If I had a opportunity to go back to the South, I'd go back and live. It's like I said, a lot of my friends and relatives down there. And they own their own brick houses down there. They ain't in, like, no run-over shacks no more. They got their own places down there, nice cars.

[MUSIC PLAYING]

Folks ask me now, when are you going back to Greenwood to live? A lot of my friends have things to return. And they're to return, right there in Greenwood. And I always tell them— and they look at me and laugh— I tell them I'd rather be a lamppost in Chicago than to be a bed of roses in Mississippi.

[SINGING] Then we rode into Shreveport where we was supposed to eat. And when I got my sandwich, I had to eat it on the street. Ride on, Louisiana Red, ride on. Ride on to your freedom.

If I want to get away, I want to get out because I know I can do something for myself. And by seeing my uncles, cousins, even, people who went to college, and they end up right back here, nothing.

[MUSIC PLAYING]

I think what few years, hopefully, that I have left, that I'll enjoy some fishing and probably some traveling. And, well, the South, that's where we're originally from, and it's real peaceful down there.

[SINGING] Ride on, Louisiana Red, ride on. Ride on to your freedom. Make the Northern states your home.

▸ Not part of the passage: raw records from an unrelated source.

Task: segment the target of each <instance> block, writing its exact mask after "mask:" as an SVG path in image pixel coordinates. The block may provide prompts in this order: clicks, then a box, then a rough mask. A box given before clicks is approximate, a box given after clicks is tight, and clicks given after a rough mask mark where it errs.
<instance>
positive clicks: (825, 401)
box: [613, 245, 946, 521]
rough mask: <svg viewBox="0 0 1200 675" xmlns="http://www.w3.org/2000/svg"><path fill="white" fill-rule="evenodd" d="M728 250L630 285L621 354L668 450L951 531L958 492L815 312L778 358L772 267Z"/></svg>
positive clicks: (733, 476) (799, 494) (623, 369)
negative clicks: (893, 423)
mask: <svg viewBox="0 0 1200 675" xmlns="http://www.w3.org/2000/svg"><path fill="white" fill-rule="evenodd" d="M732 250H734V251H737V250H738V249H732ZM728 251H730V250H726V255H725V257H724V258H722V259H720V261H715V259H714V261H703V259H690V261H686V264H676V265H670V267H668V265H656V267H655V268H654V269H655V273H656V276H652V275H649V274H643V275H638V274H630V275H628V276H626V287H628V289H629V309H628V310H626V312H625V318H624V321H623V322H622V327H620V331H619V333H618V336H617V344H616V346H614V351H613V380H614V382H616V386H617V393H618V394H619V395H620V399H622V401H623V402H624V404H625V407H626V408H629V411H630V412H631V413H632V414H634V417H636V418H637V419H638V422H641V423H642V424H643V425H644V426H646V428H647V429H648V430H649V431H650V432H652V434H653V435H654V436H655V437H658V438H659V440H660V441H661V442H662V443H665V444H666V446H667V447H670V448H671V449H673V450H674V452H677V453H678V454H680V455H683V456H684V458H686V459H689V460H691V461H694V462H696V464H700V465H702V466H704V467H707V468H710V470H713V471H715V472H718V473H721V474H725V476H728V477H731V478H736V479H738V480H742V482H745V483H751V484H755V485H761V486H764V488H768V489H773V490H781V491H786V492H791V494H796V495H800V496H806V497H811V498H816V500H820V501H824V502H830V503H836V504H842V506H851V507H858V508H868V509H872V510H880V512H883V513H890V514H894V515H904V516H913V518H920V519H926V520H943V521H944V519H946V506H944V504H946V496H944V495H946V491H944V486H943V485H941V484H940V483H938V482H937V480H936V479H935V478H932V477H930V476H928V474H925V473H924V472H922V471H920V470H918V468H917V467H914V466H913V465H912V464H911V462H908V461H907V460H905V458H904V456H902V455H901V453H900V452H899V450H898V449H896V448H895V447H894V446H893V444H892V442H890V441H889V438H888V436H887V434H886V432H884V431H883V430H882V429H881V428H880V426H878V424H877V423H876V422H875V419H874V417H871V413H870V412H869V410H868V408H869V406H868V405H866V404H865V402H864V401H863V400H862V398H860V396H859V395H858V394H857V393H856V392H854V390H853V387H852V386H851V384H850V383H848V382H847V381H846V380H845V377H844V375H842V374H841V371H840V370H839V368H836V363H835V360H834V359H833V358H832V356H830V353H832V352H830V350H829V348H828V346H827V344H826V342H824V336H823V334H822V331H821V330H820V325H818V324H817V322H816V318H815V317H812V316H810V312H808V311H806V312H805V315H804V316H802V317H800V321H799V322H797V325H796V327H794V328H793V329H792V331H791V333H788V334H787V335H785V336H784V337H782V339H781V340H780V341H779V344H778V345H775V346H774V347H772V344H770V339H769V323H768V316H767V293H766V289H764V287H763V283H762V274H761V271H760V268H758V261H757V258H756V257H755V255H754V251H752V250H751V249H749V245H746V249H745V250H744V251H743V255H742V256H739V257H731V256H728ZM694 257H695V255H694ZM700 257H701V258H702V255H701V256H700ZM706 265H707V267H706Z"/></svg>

I got some good friends that moved back from here down there now that's living good. But I wouldn't want to live back down there no more. I mean, it's nothing to do. I told them, I said, they takes the sidewalks in here at 6 o'clock in the evening, man. He ain't got nowhere to go and nothing to do.

I'm thinking about going to Las Vegas, Nevada.

Or maybe Michigan or Indiana.

And me, Hawaii.

[SINGING] —the Mason-Dixon line. Ride on. Louisiana Red, ride on. Ride on to your freedom. Make the Northern states your home.